Paylaş
ATLAR SANILDIĞI KADAR ÖZGÜR DEĞİL
Adalar’ın Atları Platformu: “Mesele fayton değil, at. Önceliğimiz otobüsün gelmesi-gelmemesi değil, atların hayatta kalması, sağlıklı ve mutlu olması. İşe fayton karşıtlığı veya fayton savunuculuğu ile değil, atlar açısından yaklaşmak gerek. Protestoda amacımız atların sanıldığı gibi ‘özgür’ ve ‘mutlu’ olmadığını duyurmaktı. Aralık 2019’da ‘ruam gerekçeli karantina’ olarak lanse edilen ‘faytona at bağlama yasağı’ sonrası atlar ahırlara kapatıldı, ruam gerekçesiyle 105’i itlaf edildi. Yapılan testlerin sonuçları ise ne at sahiplerine ne de kamuoyuna açıklandı.
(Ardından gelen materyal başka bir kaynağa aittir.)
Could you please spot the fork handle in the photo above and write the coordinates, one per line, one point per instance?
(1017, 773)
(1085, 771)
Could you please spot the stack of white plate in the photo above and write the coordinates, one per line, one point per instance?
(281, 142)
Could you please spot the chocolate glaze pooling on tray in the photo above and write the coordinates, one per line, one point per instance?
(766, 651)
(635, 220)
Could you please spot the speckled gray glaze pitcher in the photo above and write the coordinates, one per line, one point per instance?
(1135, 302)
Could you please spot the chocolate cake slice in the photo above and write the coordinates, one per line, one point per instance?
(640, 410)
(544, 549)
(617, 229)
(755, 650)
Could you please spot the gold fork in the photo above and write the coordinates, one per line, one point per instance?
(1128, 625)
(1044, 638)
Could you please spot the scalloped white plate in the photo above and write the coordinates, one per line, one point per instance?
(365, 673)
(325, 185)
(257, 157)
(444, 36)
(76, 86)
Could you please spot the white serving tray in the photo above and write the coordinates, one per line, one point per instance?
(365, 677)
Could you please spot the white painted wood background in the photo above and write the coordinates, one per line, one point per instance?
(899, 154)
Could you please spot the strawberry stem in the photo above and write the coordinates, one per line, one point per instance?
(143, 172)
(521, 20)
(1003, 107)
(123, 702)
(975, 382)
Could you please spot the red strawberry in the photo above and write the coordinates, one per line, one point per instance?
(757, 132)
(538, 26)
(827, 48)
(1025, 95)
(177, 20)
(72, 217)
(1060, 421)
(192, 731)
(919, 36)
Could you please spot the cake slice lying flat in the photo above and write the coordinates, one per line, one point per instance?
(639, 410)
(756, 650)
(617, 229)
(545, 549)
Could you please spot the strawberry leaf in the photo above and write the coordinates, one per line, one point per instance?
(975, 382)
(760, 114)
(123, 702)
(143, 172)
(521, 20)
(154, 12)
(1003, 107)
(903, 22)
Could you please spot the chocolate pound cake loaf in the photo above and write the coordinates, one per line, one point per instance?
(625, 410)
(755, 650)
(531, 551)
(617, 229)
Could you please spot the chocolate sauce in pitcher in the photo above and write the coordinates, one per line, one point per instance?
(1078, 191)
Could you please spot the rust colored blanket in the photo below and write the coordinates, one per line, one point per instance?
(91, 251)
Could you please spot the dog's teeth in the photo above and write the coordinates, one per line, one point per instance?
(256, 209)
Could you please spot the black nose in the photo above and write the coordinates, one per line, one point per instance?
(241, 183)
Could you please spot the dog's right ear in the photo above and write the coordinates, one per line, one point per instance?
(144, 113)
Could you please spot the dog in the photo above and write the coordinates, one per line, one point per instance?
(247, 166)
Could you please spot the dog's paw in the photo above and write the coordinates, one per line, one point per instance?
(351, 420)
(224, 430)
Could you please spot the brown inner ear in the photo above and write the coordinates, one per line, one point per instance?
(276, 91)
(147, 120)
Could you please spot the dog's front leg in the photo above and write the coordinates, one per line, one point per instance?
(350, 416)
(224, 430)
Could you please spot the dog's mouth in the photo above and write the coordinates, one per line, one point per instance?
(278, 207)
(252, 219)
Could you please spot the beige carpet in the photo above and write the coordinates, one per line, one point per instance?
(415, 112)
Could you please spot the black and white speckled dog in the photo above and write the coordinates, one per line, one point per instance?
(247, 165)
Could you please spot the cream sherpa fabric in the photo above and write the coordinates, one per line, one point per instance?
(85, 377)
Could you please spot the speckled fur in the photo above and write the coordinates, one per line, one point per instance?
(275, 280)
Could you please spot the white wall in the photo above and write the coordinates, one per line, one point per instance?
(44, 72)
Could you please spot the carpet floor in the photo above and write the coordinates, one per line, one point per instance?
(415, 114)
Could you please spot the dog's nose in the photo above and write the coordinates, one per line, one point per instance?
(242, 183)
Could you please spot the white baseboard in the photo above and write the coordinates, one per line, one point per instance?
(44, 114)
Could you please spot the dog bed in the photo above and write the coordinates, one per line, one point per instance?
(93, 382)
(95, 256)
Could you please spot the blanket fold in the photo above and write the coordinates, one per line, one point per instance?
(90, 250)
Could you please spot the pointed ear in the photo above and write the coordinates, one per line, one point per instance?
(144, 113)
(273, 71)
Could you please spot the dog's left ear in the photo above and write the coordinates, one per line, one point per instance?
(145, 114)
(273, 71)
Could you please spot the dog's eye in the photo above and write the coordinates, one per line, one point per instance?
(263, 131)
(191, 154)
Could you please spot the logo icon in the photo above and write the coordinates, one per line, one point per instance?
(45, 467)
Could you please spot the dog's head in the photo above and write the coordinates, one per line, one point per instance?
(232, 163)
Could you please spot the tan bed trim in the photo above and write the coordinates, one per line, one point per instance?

Fayton yok ama atlar ölüyor
Ocak 2020’de İBB, her bir fayton plakası için 300 bin, her bir at içinse 4 bin TL ödeme yaparak 1225 at satın aldı. 800’ü Büyükada’daki İSPARK ahırı, bir kısmı Aya Nikola’daki plastik çadırlara konuldu. Adeta hapis durumundalar. Hareket ederek, sağlıklarını koruyacakları padok alanı bile daha 2 ay önce açıldı ki bu da çok küçük, taşlık, eğimli bir alan ve en fazla 50 at çıkabiliyor. 800 atın ne kadarı ne sıklıkta dolaşabilir? Bir düşünün. Ahırda bir at veterineri yok. Seyis sayısı da yeterli değil. Martta Heybeliada’dan alınan 145 at ile sayının 1370 olması gerekirdi ama şu an rakam 1167. Bir ayda 203 at ölmüşken ‘İyi bakıyoruz’ diyemezler. Yani ruam yok! Fayton yok! Ama atlar ölmeye devam ediyor.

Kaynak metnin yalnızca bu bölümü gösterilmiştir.